Many will label what I am writing to you here as "partisan", “west-bashing” and more. But we have been so deeply twisted by western colonialism for so long that we now have no choice but to break the silence, speak up, and address what has long been taboo. We have long celebrated US and British war victories but do we dare to look at what that western global domination has meant for us?
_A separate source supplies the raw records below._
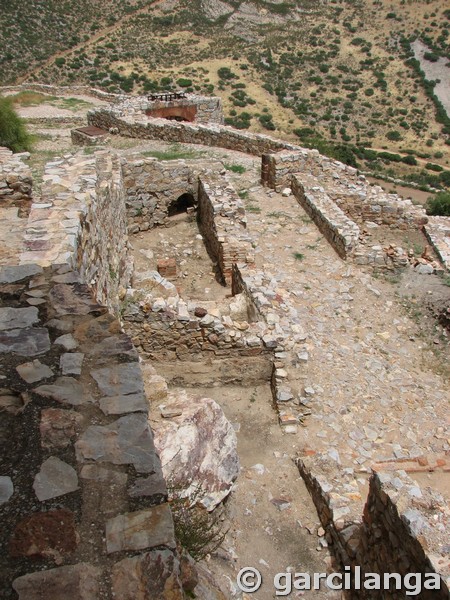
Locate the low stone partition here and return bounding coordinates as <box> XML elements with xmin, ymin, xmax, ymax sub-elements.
<box><xmin>121</xmin><ymin>155</ymin><xmax>198</xmax><ymax>234</ymax></box>
<box><xmin>20</xmin><ymin>151</ymin><xmax>131</xmax><ymax>313</ymax></box>
<box><xmin>424</xmin><ymin>217</ymin><xmax>450</xmax><ymax>271</ymax></box>
<box><xmin>112</xmin><ymin>92</ymin><xmax>223</xmax><ymax>124</ymax></box>
<box><xmin>0</xmin><ymin>146</ymin><xmax>33</xmax><ymax>216</ymax></box>
<box><xmin>122</xmin><ymin>286</ymin><xmax>270</xmax><ymax>362</ymax></box>
<box><xmin>198</xmin><ymin>174</ymin><xmax>255</xmax><ymax>285</ymax></box>
<box><xmin>296</xmin><ymin>454</ymin><xmax>450</xmax><ymax>600</ymax></box>
<box><xmin>291</xmin><ymin>175</ymin><xmax>359</xmax><ymax>259</ymax></box>
<box><xmin>261</xmin><ymin>146</ymin><xmax>360</xmax><ymax>191</ymax></box>
<box><xmin>327</xmin><ymin>182</ymin><xmax>428</xmax><ymax>230</ymax></box>
<box><xmin>87</xmin><ymin>107</ymin><xmax>298</xmax><ymax>156</ymax></box>
<box><xmin>0</xmin><ymin>264</ymin><xmax>187</xmax><ymax>600</ymax></box>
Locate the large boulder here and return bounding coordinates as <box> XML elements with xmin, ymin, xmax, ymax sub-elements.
<box><xmin>152</xmin><ymin>391</ymin><xmax>239</xmax><ymax>510</ymax></box>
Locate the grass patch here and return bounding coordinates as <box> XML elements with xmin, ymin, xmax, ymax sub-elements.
<box><xmin>267</xmin><ymin>210</ymin><xmax>292</xmax><ymax>219</ymax></box>
<box><xmin>223</xmin><ymin>164</ymin><xmax>247</xmax><ymax>175</ymax></box>
<box><xmin>10</xmin><ymin>92</ymin><xmax>58</xmax><ymax>106</ymax></box>
<box><xmin>142</xmin><ymin>144</ymin><xmax>205</xmax><ymax>160</ymax></box>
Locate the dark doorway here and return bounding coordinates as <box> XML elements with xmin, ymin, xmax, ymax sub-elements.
<box><xmin>167</xmin><ymin>194</ymin><xmax>195</xmax><ymax>217</ymax></box>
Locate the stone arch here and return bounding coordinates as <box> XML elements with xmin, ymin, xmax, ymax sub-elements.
<box><xmin>167</xmin><ymin>192</ymin><xmax>195</xmax><ymax>217</ymax></box>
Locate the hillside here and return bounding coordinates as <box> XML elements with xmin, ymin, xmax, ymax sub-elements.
<box><xmin>0</xmin><ymin>0</ymin><xmax>450</xmax><ymax>162</ymax></box>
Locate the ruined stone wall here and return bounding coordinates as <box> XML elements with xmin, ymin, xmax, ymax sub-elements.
<box><xmin>356</xmin><ymin>472</ymin><xmax>450</xmax><ymax>600</ymax></box>
<box><xmin>261</xmin><ymin>150</ymin><xmax>428</xmax><ymax>229</ymax></box>
<box><xmin>122</xmin><ymin>297</ymin><xmax>268</xmax><ymax>362</ymax></box>
<box><xmin>88</xmin><ymin>108</ymin><xmax>296</xmax><ymax>156</ymax></box>
<box><xmin>0</xmin><ymin>146</ymin><xmax>33</xmax><ymax>215</ymax></box>
<box><xmin>297</xmin><ymin>454</ymin><xmax>450</xmax><ymax>600</ymax></box>
<box><xmin>122</xmin><ymin>155</ymin><xmax>197</xmax><ymax>233</ymax></box>
<box><xmin>261</xmin><ymin>147</ymin><xmax>359</xmax><ymax>190</ymax></box>
<box><xmin>198</xmin><ymin>175</ymin><xmax>255</xmax><ymax>285</ymax></box>
<box><xmin>0</xmin><ymin>264</ymin><xmax>185</xmax><ymax>600</ymax></box>
<box><xmin>291</xmin><ymin>175</ymin><xmax>359</xmax><ymax>258</ymax></box>
<box><xmin>20</xmin><ymin>152</ymin><xmax>131</xmax><ymax>313</ymax></box>
<box><xmin>100</xmin><ymin>94</ymin><xmax>223</xmax><ymax>124</ymax></box>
If we avoid starting this conversation ourselves, and if India, China and others keep sucking up to western models, the only ones who speak up will be those who make no secret of their hatred for the west. Do we really want to leave the playing field open only to ISIS and the worst extremists to call a spade a spade in challenging western arrogance?

And that is why I am writing this to you - because for many of us, you superbly represent that middle way. You have stood strong, held to your principles, fought untiringly for your people and refused to bow to the self-righteous western moralising that now reveals itself in the removal of these awards. In that, be assured you have our admiration and support.

It is more difficult to suggest an effective strategy for a genuine dialogue on the tough issues I am raising here. It seems that the western colonisers will only listen if we have a lot of oil or other resources they need.

Alternatively, we have to seek out westerners’ weak spot which appears to be their pride and guilt. These days they do not dare criticise Muslims or Jews for fear of being labelled Islamophobic or anti-Semitic. So perhaps we need to start by coining new words for anti-Buddhist and anti-Asian bias to evoke their guilt and fear of those phobias.

Again, please accept my heartfelt thanks for all you have done and continue to do for your people and for our proud eastern heritage.